Natural resource companies are growing increasingly skittish about Latin America, a region that until recently was one of the world’s most powerful magnets for foreign investment.
In Brazil, the country’s recent move to sell interests in its vast Libra oilfield highlighted growing friction over national resources. Brazilian social activists say the government of Dilma Rousseff “gave away” the country’s resources in the auction, where international energy giants Royal Dutch Shell PLC, Total SA and two Chinese oil companies joined with Brazil’s Petrobras as owners of Libra.
Protesters clashed violently with police near Rio de Janeiro last month. “The country’s strategic oil reserves should not be auctioned. Petrobras is perfectly capable of developing Libra,” said Ronaldo Leite, president of the Rio de Janeiro chapter of the Central Workers of Brazil (CTB).
The conflict over Libra comes amid an accelerating drive by governments across Latin America to reserve a bigger slice of their mineral and energy resources for their own citizens.
A law in Brazil would raise the mining royalty rate to 4 per cent of gross revenue, from 2 per cent of net revenue currently. The lower house of Parliament is expected to vote on the bill this week.
In Mexico, the Senate just passed President Enrique Pena Nieto’s fiscal reform, which includes a new mining levy of 7.5 per cent on EBITDA for base metals and another 0.5 per cent gross royalty for precious metals miners.
(EBITDA represents earnings before interest, taxes, depreciation and amortization.)

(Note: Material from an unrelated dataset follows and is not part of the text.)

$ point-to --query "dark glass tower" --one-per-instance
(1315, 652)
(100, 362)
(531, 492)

“This royalty will completely take Mexico out of the game in terms of competitiveness,” said Rosalind Wilson, president of the Canadian Chamber of Commerce’s mining task force. “We are very disappointed with the outcome, but it comes as no surprise because it had been in the pipeline for a while now. For all miners, regardless of their nationality, this will have a huge impact on their bottom line.”
The new royalty in Mexico will encourage investors to look at other investment jurisdictions, said Tim Haldane, senior vice-president for Latin America of Toronto-based Agnico Eagle Mines Ltd..

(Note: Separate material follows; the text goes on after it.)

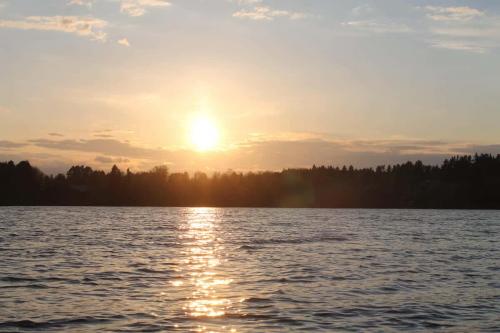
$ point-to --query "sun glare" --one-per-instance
(204, 134)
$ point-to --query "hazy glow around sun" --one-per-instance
(204, 134)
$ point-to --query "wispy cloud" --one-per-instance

“We enjoy operating in Mexico, we consider Mexico a great place to do business; so, this new tax is disappointing to us. Undoubtedly, it will affect future investments,” Mr. Haldane said in a phone interview.

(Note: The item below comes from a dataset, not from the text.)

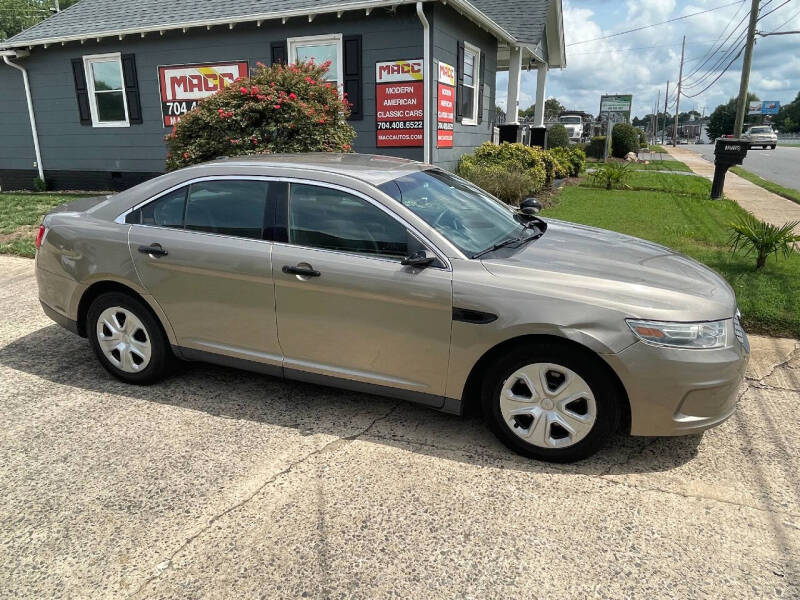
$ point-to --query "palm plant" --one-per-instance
(610, 175)
(754, 236)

Brazil and Mexico insisted that their goal was to stimulate competition and secure funds for social programs. In Mexico, the explanation was that the industry was not making a “fair” tax contribution. Half of the revenue from the levy will go directly to the municipal governments where the mines are located for public spending projects.
The recent commodities boom ratcheted up political pressure on Latin American governments to distribute a bigger share of natural resource profits among local communities, enforce stricter regulation on mining and energy projects, and tighten control over production. Bolivia and Ecuador have said they will step up pressure on multinational oil and gas companies, including such “drastic steps” as nationalization, if they take contract disputes to international arbitration bodies.
Simion Candrea, vice-president of investment banking at Jennings Capital in Toronto, said that “any hint of increasing taxes and royalties represents an additional excuse for investors to reduce their stakes.”
Rising pressure from social activists has been a major factor behind a string of setbacks in mining and energy projects.
Barrick Gold Corp.’s Pascua Lama gold mine over the Chilean-Argentinean border is one of the 18 projects in the region – representing a total investment of $39.7-billion (U.S.) – where construction or operation has been put on hold this year as a result of social pressure, according to Chilean non-profit entity Capital Goods Corp. In Peru, 17 mining projects worth $22.5-billion are expected to be operational by 2017, down from 27 projects expected previously, said Peru Top Publications in a 2013-2016 outlook report.